Analysis of differentially expressed genes

To explore the biological functions of differentially expressed genes, we used clusterProfiler for functional enrichment analysis of the gene sets. This study presents Gene Ontology (GO) and Kyoto Encyclopedia of Genes and Genomes (KEGG) pathway enrichment analyses. Multiple testing was managed using the false discovery rate, with a threshold of <0.05 considered significant [20]. We performed pathway analyses on the 50 hallmark pathways listed in the molecular signatures database. We performed gene set variation analysis (GSVA) on each cell type to estimate pathway activity and identify enriched pathways [21]. Pathway activity per cell was evaluated using the GSVA R package with default settings. Differential expression analysis of pathways was performed using the Limma R package [22]. Significantly disturbed pathways were identified with Benjamini-Hochberg-corrected P value of ≤0.01.
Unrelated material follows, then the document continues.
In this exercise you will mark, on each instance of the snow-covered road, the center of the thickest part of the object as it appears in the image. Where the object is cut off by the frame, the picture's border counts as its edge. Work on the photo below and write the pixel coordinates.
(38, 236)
Copy number variations (CNVs) inferred with scRNA-seq data

To identify malignant cells from epithelia, we used the InferCNV R package to estimate the CNVs [23]. A raw counts matrix, annotation file and gene or chromosome position file were prepared according to data requirements. The immune cells were used as normal references, and the default parameters were applied. The sum of calculated CNV for each gene per cell was defined as the CNV score of the cell.

Cell–cell communication analysis

To explore the complex network of intercellular communication signals, we conducted an in-depth analysis using the CellChat R package [24]. On the basis of the default database CellChatDB, we identified signaling pathways, calculated communication probabilities, and constructed communication networks. Ultimately, we determined the quantity and weight relationships of ligand-receptor pairs between different cell types, as well as the communication probabilities of ligand-receptor interactions among different cell types. Those with P value <0.05 were visualized using dot plots.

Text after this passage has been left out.